Industry Leadership:  Lowe's is the #7 Consumer Discretionary firm in the U.S. by market capitalization per Motley Fool.

Market Capitalization:  With a market cap nearing $80 B, the firm is roughly 8 times my minimum target.  This is great for investment stability. 

Price to Earnings:  The trailing P/E is more than 60% above my maximum of 20.  Given the price, it would take 33 years of earnings at the current rate to get my money back.  I may not be around that long.  The price would need to dip considerably for that ratio to move into target range.  Alternatively earnings need to improve – a lot.

Price to Book:  The P/B ratio is more than 12 times my target.  I’m not paying $12 to get $1’s worth of assets. 

Debt to Equity:  Debt to equity is nearly 8x my max.  No thank you.   

Dividend History:  Growing dividends for 56 years is absolutely solid.  With minimum Champion range starting at 25 years, more than a half century of growth is beyond respectable for value investors like this Dividend Farmer.  Lowe’s dividend growth rate has been strong over the past decade but as noted earlier would need to continue that trend for another half decade to reach my target range. 

Price Range:  The price is in the lower half of its trailing 12-month (TTM) range.  That’s not exactly bargain territory, but it’s not terrible.  If the price sank to the bottom of its 52-week range it would do wonders for several unfavorable ratios but I think it’s unlikely to fall that much any time soon.

Payout Ratio:  The payout ratio of 64.8% is comfortably below my 75% target ceiling.  Lowe's has aggressively grown its dividend with room to run but the low starting point doesn’t help. 
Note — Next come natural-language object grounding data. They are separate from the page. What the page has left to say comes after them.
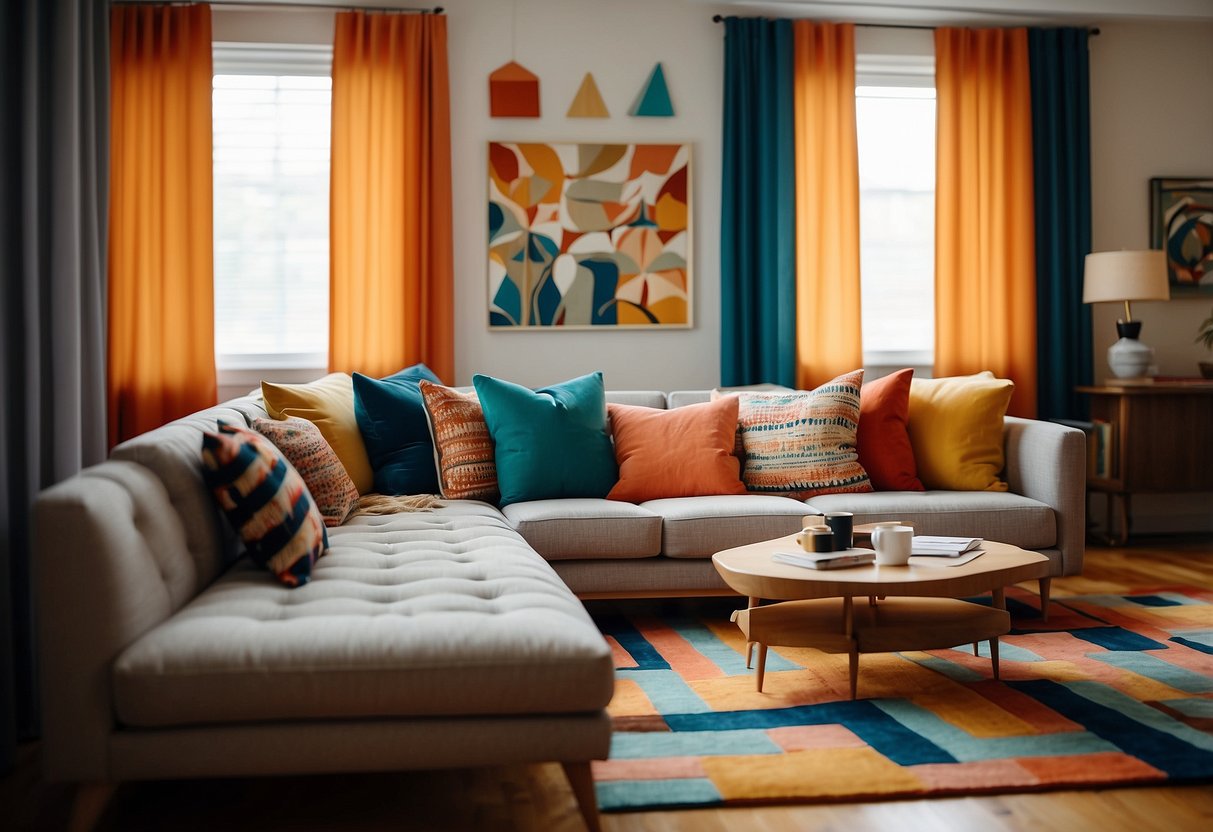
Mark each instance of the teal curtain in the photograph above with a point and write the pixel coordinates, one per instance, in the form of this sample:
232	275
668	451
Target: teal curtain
1061	165
757	215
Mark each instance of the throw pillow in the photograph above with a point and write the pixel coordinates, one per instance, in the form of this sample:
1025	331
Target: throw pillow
305	448
681	452
883	434
329	404
392	419
462	445
803	443
956	431
266	502
551	442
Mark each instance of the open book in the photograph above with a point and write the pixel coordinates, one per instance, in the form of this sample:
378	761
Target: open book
944	547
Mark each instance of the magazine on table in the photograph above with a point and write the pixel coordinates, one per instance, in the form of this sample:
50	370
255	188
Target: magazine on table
944	546
826	559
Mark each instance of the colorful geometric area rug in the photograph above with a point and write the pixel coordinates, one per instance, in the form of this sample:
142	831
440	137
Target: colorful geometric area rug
1111	690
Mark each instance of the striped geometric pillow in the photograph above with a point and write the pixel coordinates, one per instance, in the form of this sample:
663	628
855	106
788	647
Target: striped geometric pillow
462	445
803	443
306	448
266	502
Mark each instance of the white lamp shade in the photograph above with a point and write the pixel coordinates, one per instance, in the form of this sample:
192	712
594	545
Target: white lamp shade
1125	275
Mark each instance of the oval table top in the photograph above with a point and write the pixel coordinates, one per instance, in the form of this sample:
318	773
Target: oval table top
751	571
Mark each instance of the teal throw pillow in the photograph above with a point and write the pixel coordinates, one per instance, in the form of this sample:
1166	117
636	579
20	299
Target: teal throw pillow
551	442
392	419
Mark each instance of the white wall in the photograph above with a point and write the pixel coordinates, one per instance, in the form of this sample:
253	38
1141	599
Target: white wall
1150	115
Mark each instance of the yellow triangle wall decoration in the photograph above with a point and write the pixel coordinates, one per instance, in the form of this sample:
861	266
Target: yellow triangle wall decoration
588	102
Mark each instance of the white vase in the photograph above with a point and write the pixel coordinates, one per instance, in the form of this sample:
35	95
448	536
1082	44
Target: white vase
1128	358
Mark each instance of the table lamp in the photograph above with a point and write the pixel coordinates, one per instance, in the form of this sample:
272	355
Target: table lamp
1126	275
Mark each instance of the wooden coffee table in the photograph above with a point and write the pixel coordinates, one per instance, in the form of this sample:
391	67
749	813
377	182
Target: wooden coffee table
900	608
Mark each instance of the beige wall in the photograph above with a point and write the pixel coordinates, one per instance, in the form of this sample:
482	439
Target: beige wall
1150	115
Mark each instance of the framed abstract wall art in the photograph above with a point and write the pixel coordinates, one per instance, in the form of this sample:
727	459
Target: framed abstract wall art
588	235
1182	224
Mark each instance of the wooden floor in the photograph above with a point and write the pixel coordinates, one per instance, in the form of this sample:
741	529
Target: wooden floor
537	797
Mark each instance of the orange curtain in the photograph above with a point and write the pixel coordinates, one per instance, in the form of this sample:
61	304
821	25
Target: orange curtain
985	273
829	340
391	275
161	303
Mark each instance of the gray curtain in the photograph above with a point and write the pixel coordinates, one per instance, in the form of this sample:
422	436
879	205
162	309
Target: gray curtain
53	195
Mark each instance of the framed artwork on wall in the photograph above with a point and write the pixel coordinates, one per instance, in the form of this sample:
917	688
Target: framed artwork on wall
1182	224
588	235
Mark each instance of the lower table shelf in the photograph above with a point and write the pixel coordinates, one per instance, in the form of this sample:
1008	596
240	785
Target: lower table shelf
855	626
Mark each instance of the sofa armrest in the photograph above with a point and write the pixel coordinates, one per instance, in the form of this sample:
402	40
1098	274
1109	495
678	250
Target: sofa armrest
110	563
1048	462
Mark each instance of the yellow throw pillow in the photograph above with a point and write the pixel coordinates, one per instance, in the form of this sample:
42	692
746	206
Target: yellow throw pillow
956	431
329	404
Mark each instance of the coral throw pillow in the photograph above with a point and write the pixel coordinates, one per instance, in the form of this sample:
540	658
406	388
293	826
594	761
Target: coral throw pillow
306	448
956	431
329	404
803	443
681	452
462	445
883	434
392	420
552	442
266	502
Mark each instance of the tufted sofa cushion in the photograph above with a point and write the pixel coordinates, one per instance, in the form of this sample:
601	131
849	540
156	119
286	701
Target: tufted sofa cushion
444	613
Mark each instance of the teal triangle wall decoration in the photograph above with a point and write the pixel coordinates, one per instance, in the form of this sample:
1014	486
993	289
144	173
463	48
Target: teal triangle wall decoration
654	98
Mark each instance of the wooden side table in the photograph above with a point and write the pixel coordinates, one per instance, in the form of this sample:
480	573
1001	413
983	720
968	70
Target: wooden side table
1162	443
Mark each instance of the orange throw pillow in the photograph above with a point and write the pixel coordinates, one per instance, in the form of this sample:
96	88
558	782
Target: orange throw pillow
883	436
681	452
Portfolio Distribution:  LOW would be a new holding in my basket adding to a somewhat overweight sector.  Adding LOW means getting a few pennies back on my home improvement projects, but I think there are better ways to offset those expenses.

Analysis  
Based on my experience with Lowe’s over the last year, I was hoping it would be a nice addition to the Dividend Farm.  However, the financial metrics aren’t close enough – even for government work – to be acceptable.  Based on my upcoming projects, I’m sure I’ll keep an eye on Lowe's, but I don’t expect my powder to remain dry in hopes things improve.

The thoughts expressed here are those of the author, who is not a financial professional.  Opinions should not be considered investment advice.  They are presented for discussion and entertainment purposes only.  For specific investment advice or assistance, please contact a registered investment advisor, licensed broker, or other financial professional.